Par conséquent, nous pouvons arguer que ce que l’abduction fait faire à la recherche sociologique, c’est-à-dire produit en termes de stratégies et induit en termes de posture, c’est un mouvement ellipsoïdal par lequel l’observation guidée de l’objet (l’objet-négociation dans ce cas-ci) suit les déplacements effectués par l’objet-même au cours de l’autre action générative et relationnelle qu’est la négociation sociale. Les situations nouvelles, les règles modifiées, les acteurs apparus constituent des « événements surprenants» (l’irritation de l’ordre perturbé, de « la croyance en place» en termes peirciens), soit un contexte de découvertes, à partir duquel les hypothèses explicatives, les « théories», vont pouvoir être mises à l’épreuve d’une assertion abductive. L’assertion formulée par le chercheur dans le cadre de l’événement E observé, pourra – par abduction – être jugée « recevable» en vertu de son potentiel explicatif (ou compréhensif) des processus de négociation sociale où cette décision D, conjoncture C, événement E, a vu le jour.

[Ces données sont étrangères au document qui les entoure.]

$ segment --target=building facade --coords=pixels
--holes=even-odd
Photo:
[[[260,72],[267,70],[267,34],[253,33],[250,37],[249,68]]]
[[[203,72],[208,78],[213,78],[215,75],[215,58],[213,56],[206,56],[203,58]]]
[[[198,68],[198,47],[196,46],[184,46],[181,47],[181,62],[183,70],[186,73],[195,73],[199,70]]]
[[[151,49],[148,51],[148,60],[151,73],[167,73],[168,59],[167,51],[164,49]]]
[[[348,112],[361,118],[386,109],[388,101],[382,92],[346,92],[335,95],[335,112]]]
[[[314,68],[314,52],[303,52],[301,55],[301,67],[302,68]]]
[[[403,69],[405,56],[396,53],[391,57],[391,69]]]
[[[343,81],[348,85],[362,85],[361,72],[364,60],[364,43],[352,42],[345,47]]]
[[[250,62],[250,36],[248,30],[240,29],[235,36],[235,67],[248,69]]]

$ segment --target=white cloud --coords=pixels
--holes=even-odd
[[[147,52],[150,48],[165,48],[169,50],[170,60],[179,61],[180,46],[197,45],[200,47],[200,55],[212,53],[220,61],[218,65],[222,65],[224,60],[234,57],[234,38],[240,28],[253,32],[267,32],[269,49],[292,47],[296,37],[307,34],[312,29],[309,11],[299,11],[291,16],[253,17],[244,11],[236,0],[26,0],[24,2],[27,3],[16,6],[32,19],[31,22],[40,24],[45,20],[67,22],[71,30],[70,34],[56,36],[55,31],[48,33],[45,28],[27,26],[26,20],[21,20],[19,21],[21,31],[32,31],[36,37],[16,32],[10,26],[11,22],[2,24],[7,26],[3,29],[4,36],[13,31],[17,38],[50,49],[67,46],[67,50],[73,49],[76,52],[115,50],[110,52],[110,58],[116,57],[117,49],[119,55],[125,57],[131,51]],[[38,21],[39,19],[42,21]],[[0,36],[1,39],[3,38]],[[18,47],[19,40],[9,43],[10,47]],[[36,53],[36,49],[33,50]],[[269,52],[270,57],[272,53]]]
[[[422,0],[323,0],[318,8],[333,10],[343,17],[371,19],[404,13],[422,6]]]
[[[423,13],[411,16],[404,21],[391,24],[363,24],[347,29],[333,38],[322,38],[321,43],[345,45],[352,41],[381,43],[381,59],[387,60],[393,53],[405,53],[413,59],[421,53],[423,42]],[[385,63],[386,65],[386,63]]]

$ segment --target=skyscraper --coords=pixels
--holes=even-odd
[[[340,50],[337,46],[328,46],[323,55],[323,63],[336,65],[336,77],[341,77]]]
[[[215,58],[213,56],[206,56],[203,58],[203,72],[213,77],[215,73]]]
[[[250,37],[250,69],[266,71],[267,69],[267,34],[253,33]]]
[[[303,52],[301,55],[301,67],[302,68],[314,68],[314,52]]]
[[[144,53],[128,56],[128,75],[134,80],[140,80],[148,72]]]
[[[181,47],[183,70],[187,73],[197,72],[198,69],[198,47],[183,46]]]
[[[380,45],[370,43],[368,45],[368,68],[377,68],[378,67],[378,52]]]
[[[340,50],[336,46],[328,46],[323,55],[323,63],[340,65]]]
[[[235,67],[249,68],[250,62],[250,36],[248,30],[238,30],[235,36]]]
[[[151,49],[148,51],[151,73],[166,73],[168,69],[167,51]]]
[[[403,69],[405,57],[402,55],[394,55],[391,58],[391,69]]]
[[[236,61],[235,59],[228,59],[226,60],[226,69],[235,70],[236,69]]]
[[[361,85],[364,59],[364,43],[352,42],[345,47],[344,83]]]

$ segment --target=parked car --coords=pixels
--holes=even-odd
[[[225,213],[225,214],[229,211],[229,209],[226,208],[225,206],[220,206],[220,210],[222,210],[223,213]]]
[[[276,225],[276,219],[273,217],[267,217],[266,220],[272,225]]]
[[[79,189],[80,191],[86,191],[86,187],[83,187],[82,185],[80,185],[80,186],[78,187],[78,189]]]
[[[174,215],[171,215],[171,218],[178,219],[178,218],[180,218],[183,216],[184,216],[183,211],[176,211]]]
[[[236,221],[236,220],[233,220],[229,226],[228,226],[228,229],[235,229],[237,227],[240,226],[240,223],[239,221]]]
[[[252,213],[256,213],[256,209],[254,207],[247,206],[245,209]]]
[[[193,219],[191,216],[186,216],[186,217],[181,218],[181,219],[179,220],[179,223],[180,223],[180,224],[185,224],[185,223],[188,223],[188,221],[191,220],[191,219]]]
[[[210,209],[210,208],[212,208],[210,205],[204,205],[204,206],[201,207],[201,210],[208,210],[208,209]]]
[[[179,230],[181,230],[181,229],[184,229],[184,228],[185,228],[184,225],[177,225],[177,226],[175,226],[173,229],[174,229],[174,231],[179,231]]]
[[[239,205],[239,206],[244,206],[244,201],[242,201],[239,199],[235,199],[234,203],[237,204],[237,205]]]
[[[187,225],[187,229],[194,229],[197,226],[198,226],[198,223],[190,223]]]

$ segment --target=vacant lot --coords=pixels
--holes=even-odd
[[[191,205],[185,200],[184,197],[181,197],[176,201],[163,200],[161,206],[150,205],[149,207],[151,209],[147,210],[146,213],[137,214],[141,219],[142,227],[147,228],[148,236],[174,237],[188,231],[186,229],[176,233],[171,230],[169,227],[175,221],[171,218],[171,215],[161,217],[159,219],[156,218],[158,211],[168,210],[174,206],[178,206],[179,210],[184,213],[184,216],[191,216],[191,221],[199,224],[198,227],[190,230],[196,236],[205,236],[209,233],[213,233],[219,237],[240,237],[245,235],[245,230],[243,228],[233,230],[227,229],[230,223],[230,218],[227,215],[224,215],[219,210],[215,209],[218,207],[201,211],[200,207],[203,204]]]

Si on pense que cet élément tangible implique pour se réaliser l’hypothèse H, celle-ci constitue, par abduction, une prémisse pertinente dans la mesure où elle offre une ou des possibles « explication(s) satisfaisante(s) du fait[87]» – qu’il s’agira de tester par déduction et de mettre à l’épreuve, notamment d’autres situations similaires, par induction.

Conclusion

Dans le cas de l’étude d’une pratique sociale telle que la négociation, la pensée de Peirce et ses intuitions logiques présentent un double intérêt. Premièrement, sur un plan méthodologique où, comme nous l’avons vu, il s’agit de relier, à partir de l’abduction, l’ensemble des méthodes qualitatives d’inférence pour construire des stratégies de recherche gagnant en potentiel explicatif et en profondeur analytique du champ des possibles. Ensuite, sur un plan plus théorique – voire épistémologique, tant il touche là à la question de la vérité – avec une conception réaliste du phénomène de la négociation qui l’inscrit dans une logique de significations et de communication relationnelles[88] ou trans-actionnelles nous préférons. Comment, dans la négociation sociale, les « habitudes sociales», soit les croyances des uns et des autres entrent en tension et se voient mises à mal par la situation problématique et ses interprétations concurrentielles, instaurent le doute, lequel vient contrecarrer l’état reposant et stable qu’était la croyance. Lorsque survient le doute, la discontinuité de l’expérience, c’est à ce moment-là qu’intervient l’enquête abductive quant à la façon la plus adéquate de penser et de faire. Ainsi, dans le processus de négociation, comme mise à l’épreuve des hypothèses abductives respectives, les acteurs revoient continuellement leurs anticipations au fil des confrontations relatives aux (re-)formulations de la signification à accorder à une situation problématique-conflictuelle, et aux prises que chacun a (ou pense avoir) sur celle-ci, jusqu’au moment où les propositions sont autorisées par autrui, dans la situation commune de négociation. Suivant la perspective commonsienne, chacun cherche et réussit à des degrés plus ou moins importants, à modifier le comportement de l’autre. Cela est tributaire du pouvoir d’incitation et à la capacité d’y répondre, de même qu’aux sanctions possibles (grèves, retraits, etc.).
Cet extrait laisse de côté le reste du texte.